Le Conseil de l’Union apparaît ainsi comme une institution fonctionnant à coups de négociations opaques et de tractations diplomatiques, peu compatibles avec son rôle de co-législateur. Le Conseil s’apparente davantage à un champ de batailles où les Etats préservent jalousement leurs intérêts qu’à un lieu de débats où ils peuvent faire entendre leurs sensibilités différentes. A cela s’ajoutent le manque de visibilité et la complexité du Conseil qui empêchent les citoyens de saisir son rôle et son fonctionnement.
Une réforme nécessaire du Conseil de l’Union européenne
Le Conseil doit effectuer une transition vers un fonctionnement plus transparent. Le Parlement européen représente déjà la taille des Etats, avec un nombre de députés proportionnel à leur population. Le Conseil doit devenir l’institution où les Etats sont représentés de manière égale. Plutôt que d’y inclure des ministres désignés avant tout pour leur action au niveau national, il serait plus judicieux d’organiser l’élection d’un nombre identique de sénateurs pour chaque Etat. Les sénateurs européens auraient un mandat plus long que les députés du Parlement européen, et indépendant de la durée de leur gouvernement national. Les sénateurs défendraient ainsi les intérêts de leur État avec une vision sur le long terme. L’élection de sénateurs européens par les parlements nationaux permettrait de les impliquer dans le processus législatif européen, alors que nombre de critiques reposent justement sur cette mise à l’écart. Un Sénat des Etats pourrait simplifier le fonctionnement de l’Union, vers plus d’efficacité et de transparence.

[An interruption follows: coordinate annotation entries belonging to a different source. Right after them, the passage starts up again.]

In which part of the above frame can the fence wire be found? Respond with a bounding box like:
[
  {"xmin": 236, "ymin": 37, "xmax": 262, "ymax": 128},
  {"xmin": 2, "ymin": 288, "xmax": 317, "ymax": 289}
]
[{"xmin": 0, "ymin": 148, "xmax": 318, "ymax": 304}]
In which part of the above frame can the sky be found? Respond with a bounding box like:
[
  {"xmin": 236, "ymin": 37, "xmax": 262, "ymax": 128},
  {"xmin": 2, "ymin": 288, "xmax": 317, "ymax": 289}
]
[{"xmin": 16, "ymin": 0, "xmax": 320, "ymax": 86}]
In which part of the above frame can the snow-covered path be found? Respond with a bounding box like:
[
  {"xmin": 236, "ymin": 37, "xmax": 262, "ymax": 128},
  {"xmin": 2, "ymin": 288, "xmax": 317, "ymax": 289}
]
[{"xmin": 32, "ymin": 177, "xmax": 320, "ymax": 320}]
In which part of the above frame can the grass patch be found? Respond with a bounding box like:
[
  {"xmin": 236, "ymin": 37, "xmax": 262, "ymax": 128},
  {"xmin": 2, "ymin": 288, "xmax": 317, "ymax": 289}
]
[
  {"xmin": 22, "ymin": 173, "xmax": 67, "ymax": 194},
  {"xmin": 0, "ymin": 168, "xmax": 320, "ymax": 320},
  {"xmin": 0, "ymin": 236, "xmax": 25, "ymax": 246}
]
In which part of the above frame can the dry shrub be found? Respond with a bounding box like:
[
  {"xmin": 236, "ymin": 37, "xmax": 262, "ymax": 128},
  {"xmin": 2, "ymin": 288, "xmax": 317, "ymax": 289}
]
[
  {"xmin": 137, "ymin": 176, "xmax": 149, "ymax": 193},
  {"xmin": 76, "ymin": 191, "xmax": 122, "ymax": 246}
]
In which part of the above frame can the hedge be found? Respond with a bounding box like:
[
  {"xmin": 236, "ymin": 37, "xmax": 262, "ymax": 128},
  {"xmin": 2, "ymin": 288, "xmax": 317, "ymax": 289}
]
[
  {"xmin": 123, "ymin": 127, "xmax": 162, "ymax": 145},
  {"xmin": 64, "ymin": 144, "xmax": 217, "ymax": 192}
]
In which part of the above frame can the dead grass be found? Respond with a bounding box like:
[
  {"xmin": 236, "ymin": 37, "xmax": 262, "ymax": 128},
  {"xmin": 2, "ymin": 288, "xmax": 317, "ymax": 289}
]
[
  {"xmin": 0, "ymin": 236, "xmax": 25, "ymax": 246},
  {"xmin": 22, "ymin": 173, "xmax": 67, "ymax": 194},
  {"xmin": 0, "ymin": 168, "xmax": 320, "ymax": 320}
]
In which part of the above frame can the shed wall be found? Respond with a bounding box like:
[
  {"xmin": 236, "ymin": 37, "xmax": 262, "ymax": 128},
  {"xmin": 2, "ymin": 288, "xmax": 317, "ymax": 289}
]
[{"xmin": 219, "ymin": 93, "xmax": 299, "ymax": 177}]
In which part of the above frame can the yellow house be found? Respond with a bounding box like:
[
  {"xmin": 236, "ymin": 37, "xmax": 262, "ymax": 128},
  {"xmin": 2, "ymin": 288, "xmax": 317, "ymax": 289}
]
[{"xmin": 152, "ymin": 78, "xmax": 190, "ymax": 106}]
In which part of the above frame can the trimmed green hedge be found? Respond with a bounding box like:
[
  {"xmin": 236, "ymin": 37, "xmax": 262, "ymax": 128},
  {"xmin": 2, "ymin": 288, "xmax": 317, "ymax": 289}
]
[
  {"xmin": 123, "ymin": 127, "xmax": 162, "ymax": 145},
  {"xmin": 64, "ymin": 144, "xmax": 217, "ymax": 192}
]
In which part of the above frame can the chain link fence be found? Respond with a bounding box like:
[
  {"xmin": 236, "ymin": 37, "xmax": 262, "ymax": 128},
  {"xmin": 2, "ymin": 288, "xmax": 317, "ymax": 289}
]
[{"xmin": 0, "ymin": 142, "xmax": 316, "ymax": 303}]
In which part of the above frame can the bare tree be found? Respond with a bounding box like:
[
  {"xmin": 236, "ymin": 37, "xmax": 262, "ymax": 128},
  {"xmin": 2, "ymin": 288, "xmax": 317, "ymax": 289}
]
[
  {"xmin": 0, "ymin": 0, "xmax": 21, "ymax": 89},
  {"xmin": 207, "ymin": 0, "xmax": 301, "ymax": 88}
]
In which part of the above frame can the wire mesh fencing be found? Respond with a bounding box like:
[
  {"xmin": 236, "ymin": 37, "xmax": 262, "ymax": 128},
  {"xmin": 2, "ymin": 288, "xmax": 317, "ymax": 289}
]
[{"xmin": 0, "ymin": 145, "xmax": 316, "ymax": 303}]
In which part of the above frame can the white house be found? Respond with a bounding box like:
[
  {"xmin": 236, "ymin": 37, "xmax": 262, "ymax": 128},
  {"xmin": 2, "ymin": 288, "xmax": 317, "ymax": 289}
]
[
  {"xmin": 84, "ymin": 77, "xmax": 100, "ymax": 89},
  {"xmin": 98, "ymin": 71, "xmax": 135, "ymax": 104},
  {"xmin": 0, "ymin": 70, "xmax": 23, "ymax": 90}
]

Une solution alternative serait de remplacer le Conseil par un Sénat des régions. Au plus près de la réalité économique et sociale des citoyens, les régions seraient plus pertinentes pour prendre des décisions au niveau européen, mais une telle configuration écarterait complètement les Etats du processus. Si de telles réformes ne sont pas à l’ordre du jour, il est indéniable que le Conseil de l’Union européenne a besoin d’être réformé en profondeur. Les européens connaissent peu cette institution, ils la comprennent mal et finissent par se perdre dans la complexité du système institutionnel européen.